Andy Kendig, weed scientist attached to the Delta Research Center at Portageville, said one of the grower' major concerns was the discovery of a new weed that is resistant to some new herbicides.
"We located some smallflower umbrellasedge that we thought was confined to California," he said. "There are some herbicides out there that will kill that weed, but they are old ones that some people don't even use any more, like Propanil, Command Basagran and Blazer.
"There are places where newer herbicides are very useful," he continued. "But we still need to consider some of the old foundation products that are out there."
Kendig added that red rice is still the No. 1 weed challenge that faces growers.
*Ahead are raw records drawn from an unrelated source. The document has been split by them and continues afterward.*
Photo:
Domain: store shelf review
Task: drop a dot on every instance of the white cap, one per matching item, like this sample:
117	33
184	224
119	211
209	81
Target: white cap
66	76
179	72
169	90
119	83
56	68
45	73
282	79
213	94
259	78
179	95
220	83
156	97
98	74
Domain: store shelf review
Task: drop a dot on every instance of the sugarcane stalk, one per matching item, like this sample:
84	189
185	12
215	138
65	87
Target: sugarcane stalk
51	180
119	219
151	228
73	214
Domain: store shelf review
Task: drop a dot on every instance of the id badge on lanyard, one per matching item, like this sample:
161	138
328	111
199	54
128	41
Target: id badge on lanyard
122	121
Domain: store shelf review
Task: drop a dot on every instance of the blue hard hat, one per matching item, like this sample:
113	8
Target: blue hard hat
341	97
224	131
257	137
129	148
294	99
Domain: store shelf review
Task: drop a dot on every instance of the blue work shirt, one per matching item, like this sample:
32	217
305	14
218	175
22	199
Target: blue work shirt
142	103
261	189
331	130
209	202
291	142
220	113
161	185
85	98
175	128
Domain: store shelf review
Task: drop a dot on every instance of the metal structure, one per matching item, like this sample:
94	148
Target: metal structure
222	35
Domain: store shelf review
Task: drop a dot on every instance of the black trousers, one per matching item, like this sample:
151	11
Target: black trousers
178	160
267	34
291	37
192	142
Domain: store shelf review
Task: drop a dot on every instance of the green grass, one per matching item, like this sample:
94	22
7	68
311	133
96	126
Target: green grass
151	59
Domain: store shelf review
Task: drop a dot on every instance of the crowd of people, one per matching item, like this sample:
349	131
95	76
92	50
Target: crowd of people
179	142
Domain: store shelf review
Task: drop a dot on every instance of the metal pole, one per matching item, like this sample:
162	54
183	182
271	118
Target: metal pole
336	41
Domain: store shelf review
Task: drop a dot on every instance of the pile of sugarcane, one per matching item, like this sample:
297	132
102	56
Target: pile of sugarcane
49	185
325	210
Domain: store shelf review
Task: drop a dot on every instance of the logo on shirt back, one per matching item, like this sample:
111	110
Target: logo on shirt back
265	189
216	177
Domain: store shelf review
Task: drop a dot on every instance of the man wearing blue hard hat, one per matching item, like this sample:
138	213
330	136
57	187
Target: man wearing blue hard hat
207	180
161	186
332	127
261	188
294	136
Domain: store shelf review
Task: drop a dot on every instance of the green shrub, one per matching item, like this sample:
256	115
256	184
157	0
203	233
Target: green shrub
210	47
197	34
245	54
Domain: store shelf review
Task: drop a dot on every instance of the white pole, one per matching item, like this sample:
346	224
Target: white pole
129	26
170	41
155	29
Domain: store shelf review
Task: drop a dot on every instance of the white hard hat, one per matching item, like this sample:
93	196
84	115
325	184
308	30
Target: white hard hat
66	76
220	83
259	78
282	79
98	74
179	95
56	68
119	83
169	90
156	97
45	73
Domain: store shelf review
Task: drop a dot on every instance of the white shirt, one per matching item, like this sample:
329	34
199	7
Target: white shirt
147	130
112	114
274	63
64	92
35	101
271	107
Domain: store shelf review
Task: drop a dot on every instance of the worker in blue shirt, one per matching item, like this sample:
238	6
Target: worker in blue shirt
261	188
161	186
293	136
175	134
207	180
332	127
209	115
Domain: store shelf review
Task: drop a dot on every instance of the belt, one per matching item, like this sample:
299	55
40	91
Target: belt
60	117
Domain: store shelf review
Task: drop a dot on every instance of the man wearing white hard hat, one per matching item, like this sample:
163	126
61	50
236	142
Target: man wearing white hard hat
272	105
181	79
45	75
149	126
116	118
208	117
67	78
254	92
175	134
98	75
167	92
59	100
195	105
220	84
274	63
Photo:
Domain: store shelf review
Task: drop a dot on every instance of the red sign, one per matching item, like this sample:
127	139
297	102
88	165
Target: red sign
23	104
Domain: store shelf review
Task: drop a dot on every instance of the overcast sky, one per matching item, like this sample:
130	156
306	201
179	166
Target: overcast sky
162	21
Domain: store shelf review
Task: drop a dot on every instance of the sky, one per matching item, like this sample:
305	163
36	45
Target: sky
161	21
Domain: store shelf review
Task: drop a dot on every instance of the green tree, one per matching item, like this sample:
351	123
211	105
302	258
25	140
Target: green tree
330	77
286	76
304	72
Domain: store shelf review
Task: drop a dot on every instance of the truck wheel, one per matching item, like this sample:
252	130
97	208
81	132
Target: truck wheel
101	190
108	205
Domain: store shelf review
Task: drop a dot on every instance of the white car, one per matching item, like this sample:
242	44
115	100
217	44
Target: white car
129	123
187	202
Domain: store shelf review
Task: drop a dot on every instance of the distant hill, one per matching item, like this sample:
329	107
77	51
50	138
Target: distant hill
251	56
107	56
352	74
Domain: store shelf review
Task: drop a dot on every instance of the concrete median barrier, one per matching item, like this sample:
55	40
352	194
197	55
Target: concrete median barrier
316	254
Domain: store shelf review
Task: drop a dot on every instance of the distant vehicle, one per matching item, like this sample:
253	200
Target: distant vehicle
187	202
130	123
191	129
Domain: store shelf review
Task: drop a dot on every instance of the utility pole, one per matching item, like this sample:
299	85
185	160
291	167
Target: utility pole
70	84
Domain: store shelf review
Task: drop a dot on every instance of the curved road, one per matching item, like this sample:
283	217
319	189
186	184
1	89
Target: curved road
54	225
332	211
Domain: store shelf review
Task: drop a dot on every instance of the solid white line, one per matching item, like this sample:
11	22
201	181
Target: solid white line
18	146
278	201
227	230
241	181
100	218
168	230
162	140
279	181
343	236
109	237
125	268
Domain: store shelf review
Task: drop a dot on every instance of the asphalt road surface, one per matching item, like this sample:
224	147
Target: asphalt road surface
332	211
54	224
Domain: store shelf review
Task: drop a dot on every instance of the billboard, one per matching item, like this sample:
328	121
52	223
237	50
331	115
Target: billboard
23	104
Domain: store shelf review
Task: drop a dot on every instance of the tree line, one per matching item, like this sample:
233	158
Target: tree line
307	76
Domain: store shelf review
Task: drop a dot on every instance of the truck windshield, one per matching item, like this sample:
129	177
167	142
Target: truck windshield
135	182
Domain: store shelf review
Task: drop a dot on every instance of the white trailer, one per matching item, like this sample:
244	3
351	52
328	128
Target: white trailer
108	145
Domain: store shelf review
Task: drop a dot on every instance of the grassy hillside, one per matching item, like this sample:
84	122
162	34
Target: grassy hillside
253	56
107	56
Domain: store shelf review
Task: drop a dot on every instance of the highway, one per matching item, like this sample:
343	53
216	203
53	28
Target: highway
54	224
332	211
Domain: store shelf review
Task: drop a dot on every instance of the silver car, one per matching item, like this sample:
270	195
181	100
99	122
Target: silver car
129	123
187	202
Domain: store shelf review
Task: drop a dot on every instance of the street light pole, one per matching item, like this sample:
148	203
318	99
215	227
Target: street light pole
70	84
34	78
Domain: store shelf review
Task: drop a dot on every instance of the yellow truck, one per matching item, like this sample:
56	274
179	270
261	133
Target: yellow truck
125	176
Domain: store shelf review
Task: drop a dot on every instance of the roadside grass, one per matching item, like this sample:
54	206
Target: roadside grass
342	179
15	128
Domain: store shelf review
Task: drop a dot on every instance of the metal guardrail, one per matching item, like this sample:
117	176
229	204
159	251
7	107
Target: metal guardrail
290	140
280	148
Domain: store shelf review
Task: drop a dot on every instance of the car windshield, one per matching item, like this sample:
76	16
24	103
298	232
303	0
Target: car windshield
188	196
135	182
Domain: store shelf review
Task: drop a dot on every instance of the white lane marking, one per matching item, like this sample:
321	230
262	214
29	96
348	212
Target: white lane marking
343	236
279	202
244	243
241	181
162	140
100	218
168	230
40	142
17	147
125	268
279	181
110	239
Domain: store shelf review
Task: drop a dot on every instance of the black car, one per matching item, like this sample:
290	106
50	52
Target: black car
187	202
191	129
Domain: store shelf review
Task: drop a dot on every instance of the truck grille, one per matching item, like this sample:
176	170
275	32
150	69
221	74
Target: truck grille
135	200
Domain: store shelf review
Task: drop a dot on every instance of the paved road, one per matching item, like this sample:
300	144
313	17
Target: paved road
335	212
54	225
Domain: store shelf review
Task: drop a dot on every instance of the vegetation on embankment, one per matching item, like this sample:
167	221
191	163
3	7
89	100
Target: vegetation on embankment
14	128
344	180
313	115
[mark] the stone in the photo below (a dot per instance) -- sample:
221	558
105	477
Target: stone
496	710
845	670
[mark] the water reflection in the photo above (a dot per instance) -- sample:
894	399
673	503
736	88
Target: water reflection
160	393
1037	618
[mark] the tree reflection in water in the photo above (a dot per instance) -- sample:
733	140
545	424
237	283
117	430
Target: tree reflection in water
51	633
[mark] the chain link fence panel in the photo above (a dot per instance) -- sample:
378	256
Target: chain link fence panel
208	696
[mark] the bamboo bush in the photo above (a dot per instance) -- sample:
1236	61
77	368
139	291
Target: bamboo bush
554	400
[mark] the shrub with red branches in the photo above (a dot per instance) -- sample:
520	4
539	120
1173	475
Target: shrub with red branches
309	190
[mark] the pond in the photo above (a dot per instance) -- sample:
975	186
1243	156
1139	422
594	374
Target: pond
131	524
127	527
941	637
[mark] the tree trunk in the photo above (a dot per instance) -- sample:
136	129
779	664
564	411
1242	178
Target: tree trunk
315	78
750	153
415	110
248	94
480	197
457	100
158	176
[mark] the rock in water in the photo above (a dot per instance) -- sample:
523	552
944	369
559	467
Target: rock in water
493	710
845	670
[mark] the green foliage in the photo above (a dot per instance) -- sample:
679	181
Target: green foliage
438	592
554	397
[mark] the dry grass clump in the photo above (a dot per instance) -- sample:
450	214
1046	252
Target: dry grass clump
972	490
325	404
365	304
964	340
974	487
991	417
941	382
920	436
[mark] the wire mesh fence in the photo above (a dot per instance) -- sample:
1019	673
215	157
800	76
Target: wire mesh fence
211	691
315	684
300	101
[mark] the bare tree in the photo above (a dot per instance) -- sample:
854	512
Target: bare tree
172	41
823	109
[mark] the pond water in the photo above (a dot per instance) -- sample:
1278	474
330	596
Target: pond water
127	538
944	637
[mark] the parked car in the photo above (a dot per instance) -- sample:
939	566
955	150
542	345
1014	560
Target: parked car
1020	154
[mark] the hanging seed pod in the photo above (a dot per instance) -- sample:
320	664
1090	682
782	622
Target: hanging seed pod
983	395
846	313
"It's been a real problem for soybean farmers and rice growers for the last three years," he said. "We're stressing crop rotation and using Clearfield rice as part of a whole program dedicated to controlling red rice."
Rice agronomist Brian Ottis of the Delta Center said his goal was to aid growers in reducing seeding rates without sacrificing yield.
"We've found that it's not necessary for farmers to use as much of the hybrids when they are planting as they might have thought," he said. "Also, we wanted to stress the different varieties developed through seeding programs."
Ryan Shirkey, 23, of Sikeston, an agriculture business student at Southeast Missouri State University at Cape Girardeau, said he was present at Field Day as part of a class curriculum.
"I'll be able to take back with me information about variation of crop yields, cross-germinating, blast resistance and Asian rust," he said. "It was quite a day."